Since its inception in May, 1998, the Golden Gopher Growth Fund has substantially outperformed its benchmark Russell 2000 Index by several basis points. But the fund does not have a chance of heading any best performing fund list. The fund is actually a private quasi-mutual fund investment run by a team of twelve MBA students at the University of Minnesota's Carlson School of business. The fund invests in micro- to small cap companies based in the Minneapolis area.

The Gopher fund is among a handful of mutual funds managed by business school students nationwide.

Four groups of three students each actually run the Gopher fund, analyzing equity investments and quizzing the management and customers of potential portfolio companies. Another 12 students will join the program later this quarter. Each student group chooses its favorite two or three stocks then makes a presentation to a group of five investment advisers who serve on the fund's supervisory committee.

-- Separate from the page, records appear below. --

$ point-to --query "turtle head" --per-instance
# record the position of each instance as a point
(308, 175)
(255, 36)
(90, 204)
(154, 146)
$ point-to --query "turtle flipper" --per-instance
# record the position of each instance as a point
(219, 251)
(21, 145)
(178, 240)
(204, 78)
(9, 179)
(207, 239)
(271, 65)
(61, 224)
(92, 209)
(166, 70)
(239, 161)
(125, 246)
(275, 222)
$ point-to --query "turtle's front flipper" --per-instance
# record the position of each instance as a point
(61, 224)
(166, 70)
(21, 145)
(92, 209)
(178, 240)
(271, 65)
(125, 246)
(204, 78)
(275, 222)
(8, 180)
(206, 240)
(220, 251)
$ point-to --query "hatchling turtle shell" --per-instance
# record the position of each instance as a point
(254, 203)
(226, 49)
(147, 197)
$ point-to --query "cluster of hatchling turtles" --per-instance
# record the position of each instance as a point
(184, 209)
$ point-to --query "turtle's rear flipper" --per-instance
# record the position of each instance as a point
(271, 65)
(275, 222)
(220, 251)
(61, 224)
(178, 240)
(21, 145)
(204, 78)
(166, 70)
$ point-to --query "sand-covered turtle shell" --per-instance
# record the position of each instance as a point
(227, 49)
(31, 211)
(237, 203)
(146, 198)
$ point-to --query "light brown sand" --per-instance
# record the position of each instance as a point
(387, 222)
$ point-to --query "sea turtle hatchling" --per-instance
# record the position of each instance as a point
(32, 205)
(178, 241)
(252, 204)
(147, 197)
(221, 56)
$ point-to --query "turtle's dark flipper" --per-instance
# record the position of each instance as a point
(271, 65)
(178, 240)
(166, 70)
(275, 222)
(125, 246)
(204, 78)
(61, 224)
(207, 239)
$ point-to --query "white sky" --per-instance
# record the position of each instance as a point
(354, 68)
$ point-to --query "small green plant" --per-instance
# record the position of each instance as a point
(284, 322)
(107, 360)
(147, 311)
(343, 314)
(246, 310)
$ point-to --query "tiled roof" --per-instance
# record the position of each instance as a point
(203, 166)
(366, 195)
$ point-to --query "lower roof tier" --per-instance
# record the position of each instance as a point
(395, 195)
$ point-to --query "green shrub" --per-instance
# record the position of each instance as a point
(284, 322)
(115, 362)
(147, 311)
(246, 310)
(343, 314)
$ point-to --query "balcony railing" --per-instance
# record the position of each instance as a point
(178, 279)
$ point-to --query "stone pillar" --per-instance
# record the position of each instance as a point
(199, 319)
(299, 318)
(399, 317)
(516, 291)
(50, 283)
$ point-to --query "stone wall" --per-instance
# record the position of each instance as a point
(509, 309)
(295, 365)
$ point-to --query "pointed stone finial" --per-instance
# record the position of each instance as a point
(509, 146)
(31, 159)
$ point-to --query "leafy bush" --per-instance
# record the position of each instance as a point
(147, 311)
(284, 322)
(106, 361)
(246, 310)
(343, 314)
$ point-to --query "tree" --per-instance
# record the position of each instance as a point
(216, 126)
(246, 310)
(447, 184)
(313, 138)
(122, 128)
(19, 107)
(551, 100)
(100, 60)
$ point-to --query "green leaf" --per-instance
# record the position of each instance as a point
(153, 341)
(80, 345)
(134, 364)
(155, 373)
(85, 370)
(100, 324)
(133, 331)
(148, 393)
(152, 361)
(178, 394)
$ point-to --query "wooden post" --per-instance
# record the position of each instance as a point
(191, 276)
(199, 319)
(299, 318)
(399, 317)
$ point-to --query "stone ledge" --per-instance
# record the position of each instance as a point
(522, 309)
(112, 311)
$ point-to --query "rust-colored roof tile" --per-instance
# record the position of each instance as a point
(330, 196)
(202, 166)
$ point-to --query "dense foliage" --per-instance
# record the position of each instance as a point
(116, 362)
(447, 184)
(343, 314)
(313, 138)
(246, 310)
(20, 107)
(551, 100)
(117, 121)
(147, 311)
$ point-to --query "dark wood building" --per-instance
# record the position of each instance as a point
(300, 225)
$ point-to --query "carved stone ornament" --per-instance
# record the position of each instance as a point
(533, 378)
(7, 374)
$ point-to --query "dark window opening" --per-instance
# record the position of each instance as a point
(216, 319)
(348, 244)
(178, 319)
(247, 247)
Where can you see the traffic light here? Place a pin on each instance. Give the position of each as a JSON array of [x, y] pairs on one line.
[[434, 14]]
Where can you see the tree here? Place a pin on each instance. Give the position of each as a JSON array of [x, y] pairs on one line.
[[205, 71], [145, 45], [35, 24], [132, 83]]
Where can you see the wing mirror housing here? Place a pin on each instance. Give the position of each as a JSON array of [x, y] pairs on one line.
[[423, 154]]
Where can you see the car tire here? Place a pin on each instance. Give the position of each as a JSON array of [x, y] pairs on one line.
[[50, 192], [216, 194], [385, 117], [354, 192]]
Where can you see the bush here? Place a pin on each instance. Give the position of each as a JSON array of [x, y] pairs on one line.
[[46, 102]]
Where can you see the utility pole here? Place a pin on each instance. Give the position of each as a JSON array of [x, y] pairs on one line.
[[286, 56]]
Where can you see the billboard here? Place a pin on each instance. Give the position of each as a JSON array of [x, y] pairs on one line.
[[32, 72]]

The advisers, volunteers from seasoned money management firms such as Piper Jaffray, Alliance Capital, American Express Financial Services and Dain Rauscher Wessels, point out issues the students may have overlooked and ask probing questions. The advisers vote along with the students to determine what firms the fund should buy.

"Where else could you get the combined expertise of five top mutual fund managers?" said Lou Nanne, student advisory committee member and executive vice president of Voyageur Asset Management. Voyageur is an institutional money manager and former mutual fund advisory firm based in Minneapolis that currently manages $7 billion. It sold its proprietary mutual funds to Delaware Group two years ago.

So far, the Golden Gopher Growth Fund, named after the University's gopher mascot, has only two investors. USBancorp, the first fund investor, provided $1 million as seed money last spring. Norwest Bank, which will become Wells Fargo once its announced merger is completed, announced last month that it will also invest $1 million in the fund.

The graduate student money management program was instituted to enhance the academic program of the Carlson business school and foster stronger ties between the school and the Minneapolis/Twin Cities community, said Nanne. The program gives students hands-on experience analyzing stocks and managing money, said Bill Dudley of American Express Financial Services in Minneapolis, himself a University of Minnesota graduate. But it also offers Minneapolis area small businesses the opportunity to secure new cash.

But the benefits reach even further. The payback to Midwestern advisers is a fresh new talent pool of experienced analysts and money managers to draw on in the future, said Nanne. Some of the firms represented on the advisory committee now guarantee internships to MBA grads.

"If you can develop a student locally, you have a much better chance of keeping him locally," Dudley said.

This is the second class of students to manage the Golden Gopher Growth Fund. The school estimates that last year's original group of 21 graduate students each spent as many as 160 hours researching companies within seven sectors for possible inclusion in the fund. This year's students are just as ambitious and are hoping to build the portfolio from its current eight stocks to about 20, said Neal Dingmann, a second year graduate student and student coordinator of the program. The students also hope to attract additional assets. There are potential new investors but the fund is being cautious about accepting new money, said Dingmann.

Besides learning the fundamentals of managing assets, students learn the do's and don'ts of interacting with prospective firms' officers, said Dingmann. Students also get to face real life money management challenges, such as what to do with a large influx of money.

"Theory can only go so far," said Dingmann.

Just like the managers of any true mutual fund, the students are laying out strategic plans for 1999. The first goal for the new year is to gain some exposure for the fund and develop a mutual fund website, said Dingmann, who does not discount the possibility of the private fund being offered publicly in the future if investors express interest.